More Navy assets have arrived on scene, including a Navy assessment team, the guided missile destroyer USS Mustin, MSV C-Champion, oceanographic survey ship USNS Bowditch and M/V Trabajador and support units, Stockman said. The U.S. Navy is receiving security assistance from the Philippine navy and coast guard while it comes up with a final plan to remove the ship.
Thus far, they have been hampered by poor weather and heavy seas, Stockman said. Authorities said that as the ship slides around on the reef each day, damage to the environment increases. The ship was stuck on its bow at first with the rest of the ship off the reef. Now, the entire ship is on the reef, and it has turned 90 degrees.
Songco said the ship is starting to list and members of the Task Force told her it is taking on water. Stockman declined to comment, saying the ship’s condition was being assessed.
Environmental and political concerns will need to be addressed. Songco said she has written the Navy and the U.S. Embassy to notify them of the provisions of the Tubbataha Law that they violated.
Philippine Sen. Loren Legarda, chair of the Senate Committee on Foreign Relations, announced Wednesday she had filed a resolution seeking an inquiry into the grounding. Protests outside the embassy in Manila intensified this week, with a large picture of the ship burned.
“We have received reports that the personnel of the U.S. Navy ship failed to coordinate closely with the personnel of the protected area even as their ship had already destroyed an estimated 10 meters of corals,” Legarda said in a statement. “A full investigation should be conducted by concerned agencies in order to strengthen existing mechanisms for protecting the World Heritage Site… Those responsible for the damage on the Tubbataha Reef should own up and pay up.”
Philippine authorities have said they intend to fine the Navy; Songco said the amount for damage to the coral is $300 per square meter.

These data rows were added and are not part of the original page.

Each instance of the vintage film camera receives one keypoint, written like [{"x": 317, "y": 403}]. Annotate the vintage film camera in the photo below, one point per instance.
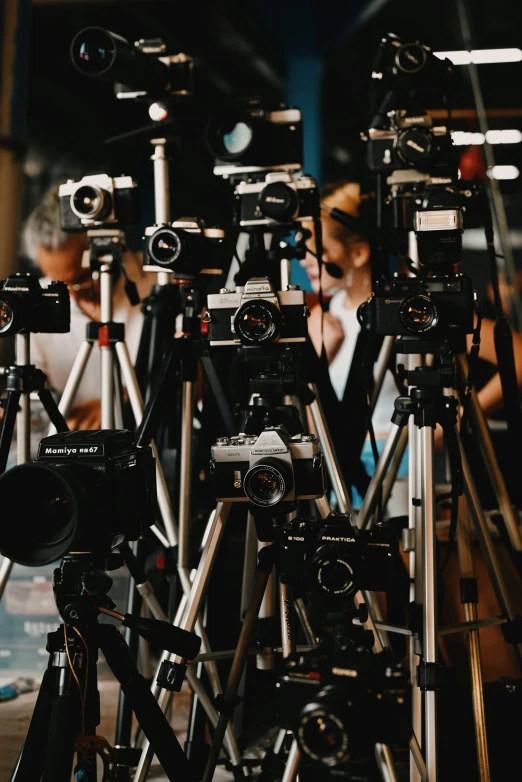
[
  {"x": 338, "y": 707},
  {"x": 185, "y": 247},
  {"x": 98, "y": 201},
  {"x": 335, "y": 558},
  {"x": 268, "y": 469},
  {"x": 26, "y": 306},
  {"x": 86, "y": 492},
  {"x": 255, "y": 314}
]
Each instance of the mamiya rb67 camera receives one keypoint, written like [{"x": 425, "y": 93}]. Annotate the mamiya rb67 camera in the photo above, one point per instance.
[
  {"x": 256, "y": 314},
  {"x": 86, "y": 492},
  {"x": 97, "y": 201},
  {"x": 268, "y": 469},
  {"x": 26, "y": 306},
  {"x": 185, "y": 247}
]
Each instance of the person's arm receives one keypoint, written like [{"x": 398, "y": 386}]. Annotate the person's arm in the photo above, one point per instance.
[{"x": 490, "y": 396}]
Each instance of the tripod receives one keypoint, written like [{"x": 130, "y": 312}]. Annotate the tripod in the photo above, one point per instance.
[
  {"x": 67, "y": 708},
  {"x": 23, "y": 378}
]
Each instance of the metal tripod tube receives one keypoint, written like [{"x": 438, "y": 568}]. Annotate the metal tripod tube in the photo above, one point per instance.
[
  {"x": 471, "y": 615},
  {"x": 332, "y": 465},
  {"x": 488, "y": 454},
  {"x": 73, "y": 381},
  {"x": 133, "y": 389},
  {"x": 429, "y": 613},
  {"x": 187, "y": 415},
  {"x": 23, "y": 418}
]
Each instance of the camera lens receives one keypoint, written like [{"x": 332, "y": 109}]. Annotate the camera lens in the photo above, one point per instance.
[
  {"x": 268, "y": 482},
  {"x": 323, "y": 736},
  {"x": 257, "y": 321},
  {"x": 418, "y": 314},
  {"x": 165, "y": 247},
  {"x": 89, "y": 201},
  {"x": 93, "y": 51},
  {"x": 6, "y": 316}
]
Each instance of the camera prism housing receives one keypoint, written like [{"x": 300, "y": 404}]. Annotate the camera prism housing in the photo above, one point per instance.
[
  {"x": 268, "y": 469},
  {"x": 277, "y": 198},
  {"x": 412, "y": 142},
  {"x": 98, "y": 201},
  {"x": 25, "y": 306},
  {"x": 86, "y": 492},
  {"x": 255, "y": 314},
  {"x": 441, "y": 306},
  {"x": 184, "y": 247}
]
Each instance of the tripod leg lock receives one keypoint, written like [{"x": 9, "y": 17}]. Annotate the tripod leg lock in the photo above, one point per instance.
[
  {"x": 429, "y": 676},
  {"x": 512, "y": 631},
  {"x": 227, "y": 707}
]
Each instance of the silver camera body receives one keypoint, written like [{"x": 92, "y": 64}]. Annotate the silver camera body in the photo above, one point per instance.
[{"x": 268, "y": 469}]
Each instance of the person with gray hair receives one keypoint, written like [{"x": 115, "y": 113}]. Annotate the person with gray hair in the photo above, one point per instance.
[{"x": 59, "y": 256}]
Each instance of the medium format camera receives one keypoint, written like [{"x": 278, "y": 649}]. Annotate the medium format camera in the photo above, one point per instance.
[
  {"x": 339, "y": 707},
  {"x": 438, "y": 307},
  {"x": 97, "y": 201},
  {"x": 26, "y": 306},
  {"x": 255, "y": 314},
  {"x": 86, "y": 492},
  {"x": 185, "y": 247},
  {"x": 277, "y": 198},
  {"x": 336, "y": 557},
  {"x": 268, "y": 469},
  {"x": 254, "y": 138},
  {"x": 412, "y": 142},
  {"x": 136, "y": 70}
]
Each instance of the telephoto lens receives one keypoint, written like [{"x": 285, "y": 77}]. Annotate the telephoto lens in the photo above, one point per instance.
[
  {"x": 104, "y": 55},
  {"x": 86, "y": 492}
]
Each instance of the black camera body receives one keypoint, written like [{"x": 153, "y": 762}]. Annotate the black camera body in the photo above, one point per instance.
[
  {"x": 255, "y": 138},
  {"x": 255, "y": 314},
  {"x": 185, "y": 247},
  {"x": 411, "y": 142},
  {"x": 26, "y": 306},
  {"x": 268, "y": 469},
  {"x": 439, "y": 307},
  {"x": 98, "y": 201},
  {"x": 335, "y": 558},
  {"x": 86, "y": 492},
  {"x": 276, "y": 198},
  {"x": 338, "y": 707}
]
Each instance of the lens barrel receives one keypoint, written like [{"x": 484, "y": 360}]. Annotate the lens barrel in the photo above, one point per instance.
[{"x": 104, "y": 55}]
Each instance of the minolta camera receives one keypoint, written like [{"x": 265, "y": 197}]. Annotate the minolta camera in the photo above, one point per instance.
[
  {"x": 26, "y": 306},
  {"x": 185, "y": 247},
  {"x": 334, "y": 557},
  {"x": 435, "y": 307},
  {"x": 268, "y": 469},
  {"x": 86, "y": 492},
  {"x": 97, "y": 201},
  {"x": 411, "y": 142},
  {"x": 255, "y": 314},
  {"x": 277, "y": 198}
]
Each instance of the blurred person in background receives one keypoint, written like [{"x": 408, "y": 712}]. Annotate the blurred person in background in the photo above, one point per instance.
[{"x": 59, "y": 256}]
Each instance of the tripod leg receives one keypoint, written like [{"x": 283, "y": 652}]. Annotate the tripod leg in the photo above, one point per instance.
[
  {"x": 469, "y": 597},
  {"x": 146, "y": 709},
  {"x": 73, "y": 381},
  {"x": 240, "y": 658}
]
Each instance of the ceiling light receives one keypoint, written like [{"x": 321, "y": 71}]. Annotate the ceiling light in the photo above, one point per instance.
[{"x": 503, "y": 172}]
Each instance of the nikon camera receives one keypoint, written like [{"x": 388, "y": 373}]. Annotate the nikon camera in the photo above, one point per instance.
[
  {"x": 256, "y": 314},
  {"x": 26, "y": 306},
  {"x": 268, "y": 469},
  {"x": 97, "y": 201},
  {"x": 86, "y": 492}
]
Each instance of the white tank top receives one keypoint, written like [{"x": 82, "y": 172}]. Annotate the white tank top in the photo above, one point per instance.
[{"x": 340, "y": 366}]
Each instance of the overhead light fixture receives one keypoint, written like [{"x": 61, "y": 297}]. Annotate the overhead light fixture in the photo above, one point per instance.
[
  {"x": 503, "y": 172},
  {"x": 481, "y": 56},
  {"x": 466, "y": 138}
]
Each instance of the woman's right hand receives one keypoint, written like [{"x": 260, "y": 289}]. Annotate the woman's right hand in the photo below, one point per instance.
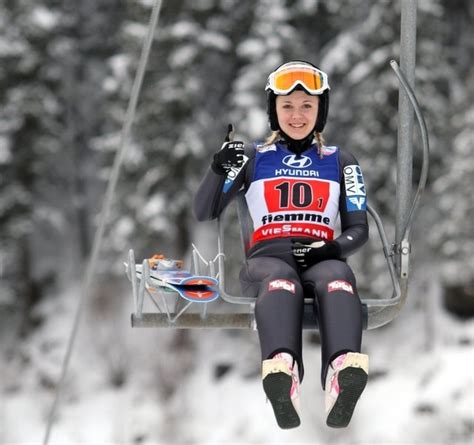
[{"x": 230, "y": 155}]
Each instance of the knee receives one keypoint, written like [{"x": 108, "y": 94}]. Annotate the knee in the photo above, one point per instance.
[{"x": 337, "y": 270}]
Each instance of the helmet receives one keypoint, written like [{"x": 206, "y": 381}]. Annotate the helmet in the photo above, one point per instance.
[{"x": 298, "y": 75}]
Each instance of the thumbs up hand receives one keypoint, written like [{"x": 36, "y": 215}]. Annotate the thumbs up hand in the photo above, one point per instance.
[{"x": 230, "y": 155}]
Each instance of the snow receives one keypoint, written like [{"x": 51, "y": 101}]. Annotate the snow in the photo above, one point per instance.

The damage area could be anywhere from 200 to 900 square meters but won’t be known until the ship is removed.
The Navy has apologized and pledged to make things right.
“A number of factors will be looked at during the course of the investigation, and a determination as to the cause of the incident will be made at a later date,” Stockman said. “Our focus is on recovering Guardian with minimal impact to the environment or to the ship. Our post-recovery actions can’t be fully determined until the ship is freed from the reef and the full extent of the damage is known.”